Cytotoxic T cell responses to Streptococcus are associated with improved prognosis of oral squamous cell carcinoma
Jie Wang1,2, Feng Sun2, Xiaoyu Lin1, Zaiye Li1, Xiaohe Mao1, Canhua Jiang1 1Department
of Oral and Maxillofacial Surgery, Xiangya Hospital, Central South
University, Changsha, 410078, China. 2Department
of Immunology, Xiangya School of Medicine,Central South University,
Changsha, 410078,China
Corresponding author: Canhua Jiang Department of Oral and Maxillofacial Surgery, Xiangya Hospital, Central South University, Changsha, 410078, China Tel:+86-731-89753046 Fax:+86-731-89753046 Email: [email protected]

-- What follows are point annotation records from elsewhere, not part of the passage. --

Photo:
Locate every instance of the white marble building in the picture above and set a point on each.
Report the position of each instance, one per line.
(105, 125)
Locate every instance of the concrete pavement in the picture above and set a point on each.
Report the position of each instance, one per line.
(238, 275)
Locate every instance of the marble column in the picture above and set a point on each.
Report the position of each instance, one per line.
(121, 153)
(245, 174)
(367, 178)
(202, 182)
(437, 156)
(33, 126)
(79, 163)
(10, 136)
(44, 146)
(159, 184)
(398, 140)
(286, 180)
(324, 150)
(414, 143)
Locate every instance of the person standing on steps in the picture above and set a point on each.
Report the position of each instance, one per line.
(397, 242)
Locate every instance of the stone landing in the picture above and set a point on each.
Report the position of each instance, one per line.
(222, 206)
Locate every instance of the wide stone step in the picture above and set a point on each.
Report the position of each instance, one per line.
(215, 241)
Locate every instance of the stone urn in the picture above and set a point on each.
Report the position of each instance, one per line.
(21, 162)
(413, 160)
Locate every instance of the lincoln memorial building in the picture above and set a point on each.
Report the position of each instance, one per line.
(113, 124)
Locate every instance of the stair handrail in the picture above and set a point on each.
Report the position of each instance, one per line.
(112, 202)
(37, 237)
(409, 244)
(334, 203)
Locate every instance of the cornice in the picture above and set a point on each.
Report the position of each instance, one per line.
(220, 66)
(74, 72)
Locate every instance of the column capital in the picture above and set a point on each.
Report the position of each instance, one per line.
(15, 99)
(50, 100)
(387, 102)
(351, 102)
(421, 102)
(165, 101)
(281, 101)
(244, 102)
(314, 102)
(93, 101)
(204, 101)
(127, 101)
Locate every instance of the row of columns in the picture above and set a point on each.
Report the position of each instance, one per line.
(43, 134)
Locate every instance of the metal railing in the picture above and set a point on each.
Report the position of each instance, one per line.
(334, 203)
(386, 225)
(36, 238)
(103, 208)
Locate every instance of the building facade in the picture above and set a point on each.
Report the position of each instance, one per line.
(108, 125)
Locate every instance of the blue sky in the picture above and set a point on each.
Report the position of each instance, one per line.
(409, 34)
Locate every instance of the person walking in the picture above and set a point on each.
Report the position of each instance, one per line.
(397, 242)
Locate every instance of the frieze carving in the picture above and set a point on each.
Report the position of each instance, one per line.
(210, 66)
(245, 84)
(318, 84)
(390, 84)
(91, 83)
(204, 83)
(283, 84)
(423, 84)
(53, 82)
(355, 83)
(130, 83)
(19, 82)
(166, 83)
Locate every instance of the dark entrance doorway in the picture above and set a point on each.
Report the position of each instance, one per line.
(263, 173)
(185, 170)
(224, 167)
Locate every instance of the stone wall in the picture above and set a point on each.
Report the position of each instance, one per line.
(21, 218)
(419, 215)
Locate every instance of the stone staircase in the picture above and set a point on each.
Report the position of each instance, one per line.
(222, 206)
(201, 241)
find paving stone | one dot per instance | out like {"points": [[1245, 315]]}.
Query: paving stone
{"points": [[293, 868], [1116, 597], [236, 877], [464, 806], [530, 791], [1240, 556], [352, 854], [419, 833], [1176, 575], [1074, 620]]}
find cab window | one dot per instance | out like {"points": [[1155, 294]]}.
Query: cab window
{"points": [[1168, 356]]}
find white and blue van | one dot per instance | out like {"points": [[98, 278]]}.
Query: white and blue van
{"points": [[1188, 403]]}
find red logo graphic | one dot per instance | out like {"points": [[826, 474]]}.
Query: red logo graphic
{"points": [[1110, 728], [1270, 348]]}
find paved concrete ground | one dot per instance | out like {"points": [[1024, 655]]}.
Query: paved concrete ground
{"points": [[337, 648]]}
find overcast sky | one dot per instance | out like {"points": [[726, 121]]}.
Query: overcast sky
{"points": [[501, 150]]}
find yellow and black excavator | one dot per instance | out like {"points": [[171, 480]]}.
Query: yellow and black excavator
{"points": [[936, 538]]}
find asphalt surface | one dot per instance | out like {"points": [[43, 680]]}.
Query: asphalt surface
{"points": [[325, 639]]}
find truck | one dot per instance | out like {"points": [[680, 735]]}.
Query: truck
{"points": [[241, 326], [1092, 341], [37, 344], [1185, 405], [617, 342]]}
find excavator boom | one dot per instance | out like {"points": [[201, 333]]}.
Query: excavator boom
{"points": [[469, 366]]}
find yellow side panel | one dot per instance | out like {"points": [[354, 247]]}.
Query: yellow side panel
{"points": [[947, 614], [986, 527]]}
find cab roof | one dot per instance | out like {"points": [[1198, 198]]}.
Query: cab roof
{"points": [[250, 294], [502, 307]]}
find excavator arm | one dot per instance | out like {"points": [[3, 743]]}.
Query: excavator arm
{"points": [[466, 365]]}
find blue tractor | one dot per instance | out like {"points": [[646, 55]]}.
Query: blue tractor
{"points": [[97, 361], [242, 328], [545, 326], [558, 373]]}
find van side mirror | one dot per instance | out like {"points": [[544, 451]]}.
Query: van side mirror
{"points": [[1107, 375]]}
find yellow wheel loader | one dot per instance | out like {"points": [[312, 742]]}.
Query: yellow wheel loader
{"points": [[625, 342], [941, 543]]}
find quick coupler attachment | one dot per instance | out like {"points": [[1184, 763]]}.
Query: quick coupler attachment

Abstract Several species of Streptococcus, such as S. salivarius, S. mitis, and S. anginosus, are found to extensively colonize the oral cavity and the upper respiratory tract, and have been
shown to increase in patients with oral squamous cell carcinoma (OSCC). Accumulating evidence have revealed that commensal bacteria are involved in antitumor immunity via T cell-mediated mechanisms, but the role of Streptococcus enrichment in OSCC is yet unclear. In this study, we stimulated peripheral blood mononuclear cells from non-cancer controls (NCs) and OSCC patients with S. salivarius, S. mitis, and S. anginosus. We observed that compared to NC subjects, OSCC patients at earlier stages had higher frequencies of granzyme B-expressing CD8 T cells for all Streptococcus species tested, while OSCC patients at more advanced stages had higher frequencies of granzyme B-expressing CD8 T cells for S. anginosus but not other Streptococcus species. In OSCC patients, the Streptococcus-reactive CD8 T cells presented significantly lower levels of PD-1 and TIM-3 expression than Streptococcus-nonreactive CD8 T cells. The clinical outcomes of OSCC patients in our cohort were tracked for 24 months after the resection of the primary tumor. In patients that did not present tumor recurrence, the frequencies of S. salivarius-reactive and S. mitis-reactive CD8 T cells were significantly higher than that in patients that developed recurrent tumor. Furthermore, in patients with tumor recurrence, the duration between primary tumor resection and tumor recurrence was positively associated with the frequencies of S. salivarius-reactive and S. anginosus-reactive CD8 T cells. Together, we demonstrated that Streptococcus-reactive CD8 T cell responses might contribute to antitumor immunity in OSCC patients.
Key words Cytotoxic T cell; bacteria; Streptococcus; cancer; oral squamous cell carcinoma.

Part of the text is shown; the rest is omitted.